Firstly, the HCW generation from different kinds of surveyed hospitals varied from 0.8 to 1.0 kg/bed/day for domestic waste, 0.15 to 0.25 kg/bed/day for infectious and hazardous waste, and less than 0.1 kg/bed/day for recycled waste. Only 94.3% of central hospitals, 92% of provincial hospitals, and 82% of district hospitals complied with national regulation in hazardous medical waste treatment. For healthcare wastewater treatment, the actual operating rates were 91%, 73%, and 50% for central, provincial, and district hospitals, respectively. There was a clear positive correlation between medical waste generation and income. The positive relation between number of beds and medical waste generation, and number of beds and cost of waste management were recognized at provincial hospitals, not at district hospitals.
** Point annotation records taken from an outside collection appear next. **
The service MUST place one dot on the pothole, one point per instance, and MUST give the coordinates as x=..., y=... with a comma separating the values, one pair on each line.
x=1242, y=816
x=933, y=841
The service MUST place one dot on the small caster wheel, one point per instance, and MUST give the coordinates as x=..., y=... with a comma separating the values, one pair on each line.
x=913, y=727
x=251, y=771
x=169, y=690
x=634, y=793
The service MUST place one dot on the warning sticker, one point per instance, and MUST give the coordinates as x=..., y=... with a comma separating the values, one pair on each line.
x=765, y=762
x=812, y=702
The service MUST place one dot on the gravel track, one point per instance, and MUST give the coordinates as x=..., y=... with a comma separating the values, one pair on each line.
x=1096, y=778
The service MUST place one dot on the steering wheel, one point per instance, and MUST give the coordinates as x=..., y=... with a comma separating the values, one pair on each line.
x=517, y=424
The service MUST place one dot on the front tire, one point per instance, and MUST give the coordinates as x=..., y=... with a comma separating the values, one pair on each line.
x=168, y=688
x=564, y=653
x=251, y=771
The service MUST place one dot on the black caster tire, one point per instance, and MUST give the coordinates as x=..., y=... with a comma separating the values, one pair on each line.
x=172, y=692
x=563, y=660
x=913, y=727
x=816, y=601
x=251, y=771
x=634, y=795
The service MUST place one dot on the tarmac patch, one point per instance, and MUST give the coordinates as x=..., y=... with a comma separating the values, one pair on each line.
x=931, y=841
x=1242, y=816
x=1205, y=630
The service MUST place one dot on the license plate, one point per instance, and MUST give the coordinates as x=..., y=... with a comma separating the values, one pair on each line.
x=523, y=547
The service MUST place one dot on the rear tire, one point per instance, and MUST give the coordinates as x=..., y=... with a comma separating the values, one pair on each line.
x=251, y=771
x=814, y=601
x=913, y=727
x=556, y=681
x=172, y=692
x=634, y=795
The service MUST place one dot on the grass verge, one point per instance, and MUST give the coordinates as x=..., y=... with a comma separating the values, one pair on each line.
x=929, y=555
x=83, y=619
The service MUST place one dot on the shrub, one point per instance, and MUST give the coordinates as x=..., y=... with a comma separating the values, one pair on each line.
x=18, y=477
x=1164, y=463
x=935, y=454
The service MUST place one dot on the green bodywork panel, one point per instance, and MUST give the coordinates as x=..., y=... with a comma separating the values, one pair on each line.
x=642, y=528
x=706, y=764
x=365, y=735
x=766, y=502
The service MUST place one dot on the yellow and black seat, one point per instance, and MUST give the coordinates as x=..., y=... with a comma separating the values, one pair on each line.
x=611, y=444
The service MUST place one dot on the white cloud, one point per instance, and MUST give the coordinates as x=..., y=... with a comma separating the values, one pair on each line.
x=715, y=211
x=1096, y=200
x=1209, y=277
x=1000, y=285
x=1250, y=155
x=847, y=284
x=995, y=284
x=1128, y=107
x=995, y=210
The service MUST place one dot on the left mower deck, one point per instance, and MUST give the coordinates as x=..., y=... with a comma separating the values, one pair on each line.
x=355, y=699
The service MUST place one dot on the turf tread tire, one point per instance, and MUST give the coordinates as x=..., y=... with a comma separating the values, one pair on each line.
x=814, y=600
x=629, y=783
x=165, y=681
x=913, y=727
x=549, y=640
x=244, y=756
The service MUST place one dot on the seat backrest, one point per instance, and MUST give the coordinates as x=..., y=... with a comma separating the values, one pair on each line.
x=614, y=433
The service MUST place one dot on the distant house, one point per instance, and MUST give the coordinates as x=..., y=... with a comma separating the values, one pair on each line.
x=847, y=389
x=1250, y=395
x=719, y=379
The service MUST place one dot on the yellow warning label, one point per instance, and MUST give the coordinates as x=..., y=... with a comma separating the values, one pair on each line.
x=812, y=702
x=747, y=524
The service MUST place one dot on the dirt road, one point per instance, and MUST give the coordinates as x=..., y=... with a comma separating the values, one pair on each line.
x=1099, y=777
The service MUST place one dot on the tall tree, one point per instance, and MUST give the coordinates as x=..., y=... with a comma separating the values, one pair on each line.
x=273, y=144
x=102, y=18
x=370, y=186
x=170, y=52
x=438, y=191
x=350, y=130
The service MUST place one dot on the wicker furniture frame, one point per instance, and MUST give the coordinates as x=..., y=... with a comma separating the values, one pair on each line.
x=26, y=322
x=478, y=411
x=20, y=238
Secondly, the policy was established; the legal framework was ready but the enforcement and monitoring and inspection by the government was limited. Also, there was the need for frequent training of staff on healthcare waste management to improve the collection and treatment capacity of the existing waste management system.

Finally, the cost for HCW management accounted for only 10–15% of the total budget allocated for the medical facilities. Most of the provincial hospitals spent about $0.2–$0.4/bed/year for HCW management. It was strongly believed that the insufficient budget for HCWM was the main root cause of the improper HCWM. Sufficient budget would not only cover HC equipment and infrastructure but also provide expenses for operation and maintenance, periodical staff training, informative and policy dissemination, establishment of internal regulation and accountability mechanisms, performance appraisal, and research implementation, etc. Different financial sources should be mobilized in the situation of low subsidy from the government at present to meet the increasing demand in waste management.